You may see all the available options with rsync
by viewing the man page.
Example Usage
Common operations are given below. On your desktop, to:
- Upload a single file (eg.
data.dat
) from your workstation to your ARC:desktop$ rsync -v data.dat username@arc-dtn.ucalgary.ca:/desired/destination
- Upload all files matching a wildcard (eg. ending in
*.dat
):$ rsync -v *.dat username@arc-dtn.ucalgary.ca:/desired/destination
- Upload an entire directory (eg.
my_data
to~/projects/project2
):$ rsync -axv my_data username@arc-dtn.ucalgary.ca:~projects/project2/
- Upload more than one directory:
desktop$ rsync -axv my_data1 my_data2 my_data3 username@arc-dtn.ucalgary.ca:/desired/destination
- Download one file (eg.
output.dat
) from ARC to the current directory on your workstation:## Note the '.' at the end of the command which references the current working directory on your computer desktop$ rsync -v username@arc-dtn.ucalgary.ca:projects/project1/output.dat .

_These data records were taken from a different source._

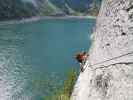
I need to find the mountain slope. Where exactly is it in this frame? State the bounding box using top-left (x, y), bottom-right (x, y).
top-left (0, 0), bottom-right (100, 20)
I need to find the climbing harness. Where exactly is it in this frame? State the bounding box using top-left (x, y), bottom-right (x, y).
top-left (84, 51), bottom-right (133, 70)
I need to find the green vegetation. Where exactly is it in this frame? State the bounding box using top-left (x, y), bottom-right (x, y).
top-left (0, 0), bottom-right (37, 20)
top-left (0, 0), bottom-right (101, 20)
top-left (45, 69), bottom-right (77, 100)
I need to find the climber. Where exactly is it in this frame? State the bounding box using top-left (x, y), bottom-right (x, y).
top-left (75, 52), bottom-right (89, 72)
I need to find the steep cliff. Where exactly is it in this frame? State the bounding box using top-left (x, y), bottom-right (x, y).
top-left (71, 0), bottom-right (133, 100)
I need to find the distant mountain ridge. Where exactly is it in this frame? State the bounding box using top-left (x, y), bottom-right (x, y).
top-left (0, 0), bottom-right (101, 20)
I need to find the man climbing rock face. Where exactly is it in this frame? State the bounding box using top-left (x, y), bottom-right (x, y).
top-left (75, 52), bottom-right (88, 72)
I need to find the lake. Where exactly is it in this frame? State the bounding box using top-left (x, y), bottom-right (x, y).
top-left (0, 19), bottom-right (95, 100)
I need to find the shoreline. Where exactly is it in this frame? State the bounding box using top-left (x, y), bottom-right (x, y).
top-left (0, 16), bottom-right (96, 25)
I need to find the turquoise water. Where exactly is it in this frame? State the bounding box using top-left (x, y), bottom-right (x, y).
top-left (0, 19), bottom-right (95, 100)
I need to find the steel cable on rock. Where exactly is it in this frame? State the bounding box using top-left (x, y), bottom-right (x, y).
top-left (81, 51), bottom-right (133, 70)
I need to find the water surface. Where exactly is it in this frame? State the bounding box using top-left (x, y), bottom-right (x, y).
top-left (0, 19), bottom-right (95, 100)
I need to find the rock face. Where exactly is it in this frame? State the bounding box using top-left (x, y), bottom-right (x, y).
top-left (71, 0), bottom-right (133, 100)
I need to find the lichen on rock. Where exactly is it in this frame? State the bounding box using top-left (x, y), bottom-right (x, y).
top-left (71, 0), bottom-right (133, 100)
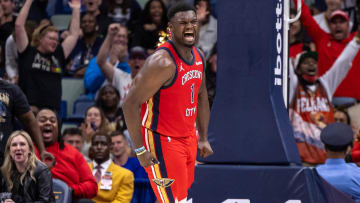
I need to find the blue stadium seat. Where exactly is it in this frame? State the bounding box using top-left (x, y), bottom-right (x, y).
top-left (66, 94), bottom-right (95, 122)
top-left (53, 179), bottom-right (72, 203)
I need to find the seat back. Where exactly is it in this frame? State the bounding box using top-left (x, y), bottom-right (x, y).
top-left (53, 179), bottom-right (71, 203)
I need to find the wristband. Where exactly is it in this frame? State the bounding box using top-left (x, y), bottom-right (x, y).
top-left (134, 146), bottom-right (146, 154)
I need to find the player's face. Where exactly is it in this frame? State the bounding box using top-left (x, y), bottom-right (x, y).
top-left (91, 135), bottom-right (110, 163)
top-left (169, 10), bottom-right (199, 47)
top-left (36, 109), bottom-right (58, 145)
top-left (298, 57), bottom-right (318, 76)
top-left (329, 17), bottom-right (349, 41)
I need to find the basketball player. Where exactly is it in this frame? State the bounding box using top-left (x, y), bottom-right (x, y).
top-left (123, 3), bottom-right (213, 202)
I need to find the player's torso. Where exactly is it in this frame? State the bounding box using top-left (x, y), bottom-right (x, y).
top-left (141, 41), bottom-right (204, 137)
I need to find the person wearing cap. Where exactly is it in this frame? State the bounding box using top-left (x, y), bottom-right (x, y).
top-left (97, 23), bottom-right (147, 105)
top-left (289, 31), bottom-right (360, 165)
top-left (314, 0), bottom-right (353, 33)
top-left (294, 0), bottom-right (360, 100)
top-left (316, 123), bottom-right (360, 202)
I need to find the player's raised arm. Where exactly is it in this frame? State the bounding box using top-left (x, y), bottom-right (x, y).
top-left (123, 50), bottom-right (176, 167)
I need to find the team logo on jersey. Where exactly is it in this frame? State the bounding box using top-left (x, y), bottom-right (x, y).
top-left (180, 63), bottom-right (185, 71)
top-left (153, 178), bottom-right (175, 188)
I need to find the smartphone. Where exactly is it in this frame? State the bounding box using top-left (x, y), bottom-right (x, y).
top-left (90, 122), bottom-right (97, 131)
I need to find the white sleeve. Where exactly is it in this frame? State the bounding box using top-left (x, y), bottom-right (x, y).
top-left (112, 67), bottom-right (132, 106)
top-left (319, 39), bottom-right (360, 101)
top-left (5, 35), bottom-right (18, 78)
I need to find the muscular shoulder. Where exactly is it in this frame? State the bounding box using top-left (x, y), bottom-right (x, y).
top-left (147, 50), bottom-right (175, 70)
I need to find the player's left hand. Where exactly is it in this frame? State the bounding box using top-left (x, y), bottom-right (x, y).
top-left (198, 139), bottom-right (214, 158)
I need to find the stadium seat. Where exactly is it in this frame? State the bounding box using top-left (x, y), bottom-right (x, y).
top-left (53, 179), bottom-right (71, 203)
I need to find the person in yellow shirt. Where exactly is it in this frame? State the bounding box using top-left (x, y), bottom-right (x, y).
top-left (89, 132), bottom-right (134, 203)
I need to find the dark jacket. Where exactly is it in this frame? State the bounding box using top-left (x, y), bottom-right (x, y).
top-left (2, 161), bottom-right (55, 203)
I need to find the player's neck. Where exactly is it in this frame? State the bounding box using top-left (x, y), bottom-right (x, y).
top-left (173, 40), bottom-right (193, 61)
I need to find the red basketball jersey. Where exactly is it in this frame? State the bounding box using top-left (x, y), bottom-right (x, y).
top-left (141, 41), bottom-right (204, 137)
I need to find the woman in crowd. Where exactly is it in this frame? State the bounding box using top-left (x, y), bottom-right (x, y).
top-left (131, 0), bottom-right (168, 54)
top-left (80, 106), bottom-right (108, 158)
top-left (36, 109), bottom-right (98, 202)
top-left (15, 0), bottom-right (81, 112)
top-left (96, 84), bottom-right (126, 132)
top-left (1, 131), bottom-right (55, 203)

- Download one directory (eg.
outputs
) from ARC to the current directory on your workstation:desktop$ rsync -axv username@arc-dtn.ucalgary.ca:projects/project1/outputs .
sftp
: secure file transfer protocol
- Manual page on-line: http://man7.org/linux/man-pages/man1/sftp.1.html
sftp is a file transfer program, similar to ftp,
which performs all operations over an encrypted ssh transport.
It may also use many features of ssh, such as public key authentication and compression.
sftp has an interactive mode,
in which sftp understands a set of commands similar to those of ftp.
Commands are case insensitive.
rclone
: rsync for cloud storage
Rclone is a command line program to sync files and directories to and from a number of on-line storage services.
Graphical based
FileZilla
FileZilla is a free cross-platform file transfer program that can transfer files via sFTP.
https://filezilla-project.org/download.php?type=client (Note: Installer may bundle ads and unwanted software. Be careful when clicking through.)
MobaXterm (Windows)
MobaXterm is the recommended tool for remote access and data transfer in Windows OSes.
MobaXterm is a one-stop solution for most remote access work on a compute cluster or a Unix / Linux server.
It provides many Unix like utilities for Windows including an SSH client and X11 graphics server. It provides a graphical interface for data transfer operations.
- Website: https://mobaxterm.mobatek.net/
WinSCP (Windows)
WinSCP is a free Windows file transfer tool.